Brynn Lietuvnikas, “SteamPunk Revolution”

It was a feeling almost unknown in 2134. This thing couldn’t
see her, but she could see it. Mindy was physically the next best
thing to being inside of that tome. She sat with her back arched as
she curved over the book, a bundle of papers tied together. The book
wasn’t peering into her thoughts; it didn’t know how to document
the time she spent on one page and compare it to another. It created
this butterfly buzz inside of her stomach, which was ruined when
Plier opened the steel door to their concrete apartment. Mindy’s
heart rate escalated. The bright white ceiling lights seemed to dance.
Plier was supposed to have been out all night. He had taken the
12:00 P.M.-7:00 A.M. shift at the robotic hospital. She whirled to
the clock and found that it was already 7:45. She turned back to
Plier, whose eyes had never left her. He stared, and Mindy could
hear herself breathe. She hadn’t done anything wrong; what she was
doing wasn’t technically illegal.
When a minute passed without him speaking, Mindy had
to break the silence. It was a mounting weight she had to throw
off. “It’s just…smut,” she blurted. Plier smiled, covered his face, and
laughed bitterly.
“For you, it probably is. It is romanticized, I’m sure.”

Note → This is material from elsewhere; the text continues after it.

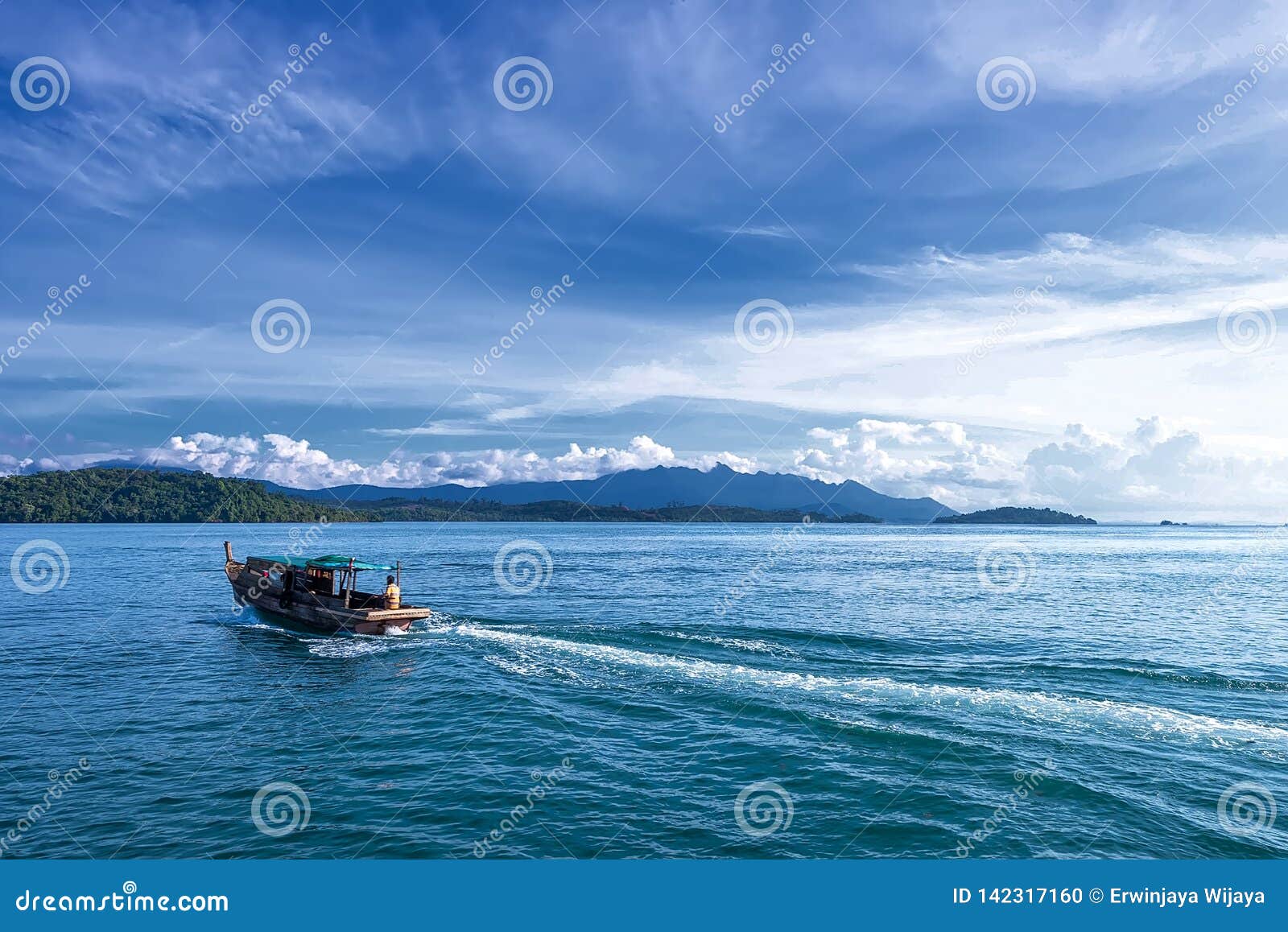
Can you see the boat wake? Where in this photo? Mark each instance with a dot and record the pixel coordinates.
(880, 694)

Mindy’s face flushed with anger. When Plier called something
“romantic,” he meant “stupid.” Plier came forward, gently tugged
the book from her hands. If he had done it more forcefully, Mindy
would have fought back, but in this case, she just let the volume slip
away. Plier silently read over the page she was on.
Then he smiled. It was an expression full of venom. “So I
tell you, younger generation: they forged you in the smiths like
their machines and sent you out. Stop taking the updates to your
figurative programming. Stop plugging yourself in at night. Rise
with me and we will reclaim what they have taken–” He broke off in
laughter. “Is this man a preacher or a revolutionist? His tone is all off.”
Mindy’s nose scrunched up as her face tightened in on itself.
She began to shout something, but Plier’s soft voice cut her off.
“Well, he certainly isn’t an editor. Look at all these grammatical
errors.” He moved to show her the page again. He was inviting her
to see the book with his eyes; She refused.
“He had to get it out in a hurry.”
“Had to spread the Good Word?” Plier grinned, making a
reference to a long-lost religion. His smile quickly faded, replaced
by concern. “These words may be pretty, but they’ll get you killed.”
“I haven’t done anything wrong!”
“Not yet…” He read over the page one last time. His eyes
half-closed, too tired to fight anymore. Mindy wanted to take that
as a victory, but he looked too sad. He passed her the book back
with a sigh. In the morning, he’d say “You can’t fight them. They
have tanks; you have poetry.” But right now, he could only sigh.
Mindy got up. She went over to Plier’s bed on the other side
of the sporadically lit room. She pulled back the covers for him. He
nodded and crawled in. Mindy went back to her spot. She opened
her book again and started to read. She kept her posture better this
time. Out of the corner of her eye, she could see the light come on
from Plier’s tablet. His thumb scrolled across the screen, leaving a
data trail he couldn’t see, sculpting him in ways he didn’t know. After
an hour, he turned off the device and closed his eyes. Mindy put her
book down and went to sleep. She had a meeting in a few hours.